In 1936, the Argentine Electricity Company, The company that supplied electricity to the Federal Capital had to renegotiate the service concession and extend until 1997 the exclusivity of the provision of electrical service.
The decision was in the hands of the Buenos Aires Deliberative Council, composed in a high percentage of radicals. The other important groups were the socialists and the liberal-conservatives, grouped together under the curious name of “independent socialists.”
Starting in 1933, the Belgian-owned company, a subsidiary of the multinational SOFINA, which had been transformed into an Argentine public limited company to evade taxes, He began to lobby and bribe different councilors from different parties. and buy, via advertisements, the opinion of the majority of the Buenos Aires press.
In 1936, the business group presented to the Deliberative Council the request to extend the concession in time and space, since it intended to expand its area of influence to Greater Buenos Aires. “Generously”, he offers in exchange a reduction in the home rate and an increase in the cost of service for businesses and industries.
Her urgency for approval led her to contact Dr. Marcelo T. de Alvear in September 1936., which was in Europe. Senior officials of the firm meet with “Don Marcelo” with the aim of having him telegraph to his co-religionists ordering them to support the CADE project.
His independent socialist colleagues did the sameurged by their leader, the Minister of Finance, Federico Pinedo, former legal and technical advisor of the electric company.
A renegotiation tailored to the company
On October 29, 1936, with the votes of radicals, conservatives and independent socialists, the Deliberative Council of Buenos Aires promulgated ordinance 8,029 granting CADE a new concession until 1997 (due to different political events it would not be fulfilled, but it was in effect for decades) .
In addition, the State forgave the company the reimbursement of more than 60 million pesos that he had overcharged consumers (0.35 pesos instead of 0.25 pesos per kilovat), arguing a “confusion.”
CADE was also exempt from paying any type of taxes on its current buildings or those to be built.
The Investigative Commission of the Public Electricity Services of the City of Buenos Aires determined that “The Municipality should have taken free possession of the facilities and those millions were credited at the expiration of the contracts, and that CADE was obliged to return, on December 31, 1942, 115,595,510.92 pesos for excess profits and the CIAE 82,651,803.67 pesos for the same concept. (1)

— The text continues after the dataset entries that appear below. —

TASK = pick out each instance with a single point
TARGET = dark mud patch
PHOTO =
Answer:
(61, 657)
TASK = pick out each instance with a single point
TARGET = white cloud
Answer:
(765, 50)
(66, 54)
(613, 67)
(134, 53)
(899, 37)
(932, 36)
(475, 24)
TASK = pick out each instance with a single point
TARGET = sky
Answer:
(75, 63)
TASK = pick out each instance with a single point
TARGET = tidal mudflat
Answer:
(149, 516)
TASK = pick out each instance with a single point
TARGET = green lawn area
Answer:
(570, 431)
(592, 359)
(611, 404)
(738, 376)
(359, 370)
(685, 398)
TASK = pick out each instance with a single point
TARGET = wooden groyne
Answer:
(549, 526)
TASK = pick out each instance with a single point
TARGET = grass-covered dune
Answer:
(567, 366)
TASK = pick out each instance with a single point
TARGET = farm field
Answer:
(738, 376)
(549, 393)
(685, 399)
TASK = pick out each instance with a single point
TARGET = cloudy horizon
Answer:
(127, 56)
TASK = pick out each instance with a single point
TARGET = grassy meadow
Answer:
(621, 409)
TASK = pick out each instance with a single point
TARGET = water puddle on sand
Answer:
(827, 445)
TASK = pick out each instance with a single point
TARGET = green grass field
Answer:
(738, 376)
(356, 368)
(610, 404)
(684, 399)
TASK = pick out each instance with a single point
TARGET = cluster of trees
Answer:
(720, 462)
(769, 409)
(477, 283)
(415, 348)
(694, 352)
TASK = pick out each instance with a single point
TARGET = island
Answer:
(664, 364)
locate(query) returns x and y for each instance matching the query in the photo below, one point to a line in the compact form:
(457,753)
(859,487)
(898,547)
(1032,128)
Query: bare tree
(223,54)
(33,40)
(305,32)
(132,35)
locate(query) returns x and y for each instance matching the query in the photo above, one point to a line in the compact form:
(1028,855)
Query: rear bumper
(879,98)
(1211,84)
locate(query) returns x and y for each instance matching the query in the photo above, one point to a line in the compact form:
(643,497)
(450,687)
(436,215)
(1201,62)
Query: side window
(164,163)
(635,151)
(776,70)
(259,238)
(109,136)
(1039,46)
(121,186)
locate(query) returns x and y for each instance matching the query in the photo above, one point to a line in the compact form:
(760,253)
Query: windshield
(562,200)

The Commission also found that The draft ordinances and even the speeches of the councilors were written by CADE staff under the close supervision of SOFINA. (2)
It was said then that each councilor who voted for the “favors” to CADE received 100,000 pesos at that time. An average salary was $150 per month.
The corruption of CADE, that is payments for “professional services” were not limited to corrupt councilors but they included prominent figures from General Justo’s government, such as Carlos Saavedra Lamas, future Nobel Peace Prize winner and director of CITRA, a company associated with SOFINA; Alberto Hueyo, vice president of CADE; and Federico Pinedo, technical and legal advisor of CADE.
1. Report of the Investigative Commission of the Public Electricity Services of the City of Buenos Aires, Buenos Aires, Workshops of the National Penitentiary, 1944.
2. Juan Pablo Oliver, La CADE and the Revolution, Buenos Aires, 1945.